Points of View
More Digital Transformation Research
Get Ahead of Automated Machine Learning (AutoML) to Accelerate Your AI Roadmap
Being great at data science to keep your business ahead of the competition curve is finally becoming more affordable and less complex to manage as open source technology becomes commonplace.
In this POV, we’ll explore the emergence of Automated Machine Learning (AutoML) which is making it much more feasible to use machine learning algorithms to develop machine learning algorithms. This is how quickly the AI industry is progressing today.
We are already seeing the data science community explore ways to make analytics and machine learning tasks cheaper, faster, easier and increasingly automous and self-remediating. Business leaders should prepare for automated data science to become commonplace – not necessarily as a way to entirely replace data scientists, but to boost significantly their capabilities and provide a starting point to ML. AutoML is a step in this direction.
Automated data science and AutoML is fast becoming a reality
The data science lifecycle covers a wide range of tasks that data scientists perform to extract insights and knowledge from data. In any project, teams need to explore and clean data, select, test, train, and tune algorithms, and then monitor and maintain performance over time (see Exhibit 1).

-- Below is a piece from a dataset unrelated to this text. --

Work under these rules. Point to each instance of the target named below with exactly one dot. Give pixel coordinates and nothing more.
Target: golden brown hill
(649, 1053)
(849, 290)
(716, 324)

Exhibit 1: The Data Science Process
Source: CRISP-DM, 2018
Automated data science (AutoDS) is a dizzying new development in the AI technology industry that promises to automate some or all of these tasks for two key benefits:
- Opening up the almost-mystical world of data science, including machine learning, to non-data scientists, and potentially, non-programmers
- Easing the burden of hiring scores of data scientists, which are among the most sought-after talent across enterprises
Enterprises are struggling to attract and then retain data science talent across global markets. Some of the biggest challenges with the industry are thus around improving the productivity and quality of work of data science teams, who spend an inordinate amount of time with low-value work in areas like data preparation. Consequently, the industry is responding by focusing on automation and technology enablement to improve processes across the lifecycle to get the most out of the available talent and automate repetitive tasks.
Machine learning is one of the techniques that data scientists can deploy to solve business problems using data, making automated machine learning (or AutoML) a subset of the automated data science movement. Automated data science and AutoML have the potential to accelerate the adoption of these technologies within businesses, with lowered costs and higher productivity of data science teams.

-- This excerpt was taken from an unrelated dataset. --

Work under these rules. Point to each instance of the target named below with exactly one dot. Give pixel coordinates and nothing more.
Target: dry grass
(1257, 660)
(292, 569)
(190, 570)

Not every ML task can actually be automated
Automation can be applied to multiple tasks in the data science process. The biggest areas of attention today are in the following area:
- Data pre-processing and exploratory analysis. Data preprocessing converts raw data into clean data sets that can be used for analytical modeling. This stage is one of the most repetitive and thus a great candidate for automation, including tasks like data cleaning and integration. Next, once data scientists complete this stage, they undertake exploratory data analysis to visualize data before modeling. Automation tools can be used to auto-generate and compare variables against desired predictions.
- Model selection and hyperparameter tuning. Data scientists need to select from hundreds of algorithms to find the ones best suited for business problems at hand and the data available. Further, they also need to tune hyperparameters for ML projects. Hyperparameters are the pre-set variables that determine the network structure and how the network is trained. Both these tasks can be automated by frameworks that can recommend suitable models and optimize hyperparameters based on an adaptive knowledge bank.
- Feature engineering, extraction, and selection. Feature engineering is an integral part of applied machine learning, where data science teams use their domain understanding to create “features” that make ML models work. These selections can be automatically selected for many use cases.
Multiple repetitive tasks in the data science process can be automated to some extent. However, it is important to note that there is no “end-to-end” automated data science solution that can expertly execute all data science activities. Setting up impactful ML and other data science projects require the meaningful combination of domain knowledge, human judgement, and technology.
Related advancements in the research community include the concepts of transfer learning, and the availability of pre-trained models.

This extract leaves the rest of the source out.